Doesn't pay to play with Razer: Game accessory maker Razer is scuttling its "paid to play" initiative on March 1 because of negative feedback from consumers, reports Engadget. The program allowed users to earn points that could be redeemed for Razer's peripherals such as keyboards and mice. The perks required users to launch games through Razer's Cortex software and play up to five hours of eligible games each day. Razer will retain the zSilver and zGold virtual currencies tied to the paid to play campaign.

A place for cash in India: India's removal of a large portion of its cash has given rise to myriad digital payment projects, but there is still room for product development designed to improve cash access. NCR has introduced a small-footprint ATM that's meant to help financial institutions install more ATMs in rural and and underbanked regions, covering about a fifth of the country's population. NCR's CxBanking Software will power the ATMs, enabling biometric authentication to improve security and accessibility, according to a NCR release.

From the Web

WeTravel builds a payment platform for small travel businesses
TechCrunch | Fri Feb 9, 2018 - WeTravel wants to be the payment platform for small travel companies and group trips. Founded by three immigrant entrepreneurs who met at University of California, Berkeley, the company has just closed a $2 million seed round to expand its business among the small and medium-sized agencies that still play a role in tourism and travel. Last year (its second full year as a business) the company managed to book $15 million in transaction revenue for its customers, according to the company’s chief executive and co-founder Johannes Koeppel.

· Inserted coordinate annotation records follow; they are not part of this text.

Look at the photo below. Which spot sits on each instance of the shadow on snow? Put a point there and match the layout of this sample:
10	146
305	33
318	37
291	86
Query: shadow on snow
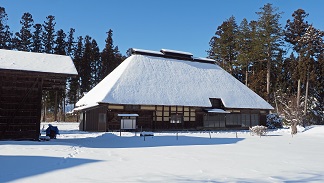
18	167
110	140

Equifax data breach put more info at risk than consumers knew
CBS News | Sat Feb 10, 2018 - Atlanta-based Equifax Inc. recently disclosed in a document submitted to the Senate Banking Committee that a forensic investigation found criminals accessed other information from company records. According to the document, provided to The Associated Press by Sen. Elizabeth Warren's office, that included tax identification numbers, email addresses and phone numbers. Finer details, such as the expiration dates for credit cards or issuing states for driver's licenses, were also included in the list. Equifax's disclosure, which it has not made directly to consumers, underscores the depth of detail the company keeps on individuals that it may have put at risk. And it adds to the string of missteps the company has made in recovering from the security debacle.

Government websites hit by cryptocurrency mining malware
The Guardian | Sun Feb 11, 2018 - Thousands of websites, including those belonging to NHS services, the Student Loans Company and several English councils, have been infected by malware that forces visitors’ computers to mine cryptocurrency while using the site. Late on Sunday, the website of the UK’s data protection watchdog, the Information Commissioner’s Office, was taken down to deal with the issue after it was reportedly infected by the malware. The cryptojacking script was inserted into website codes through BrowseAloud, a popular plugin that helps blind and partially-sighted people access the web. More than 5,000 websites have been flooded by the malware. Software known as Coinhive, which quietly uses the processing power of a user’s device to mine open source cryptocurrency Monero, appears to have been injected into the compromised BrowseAloud plugin.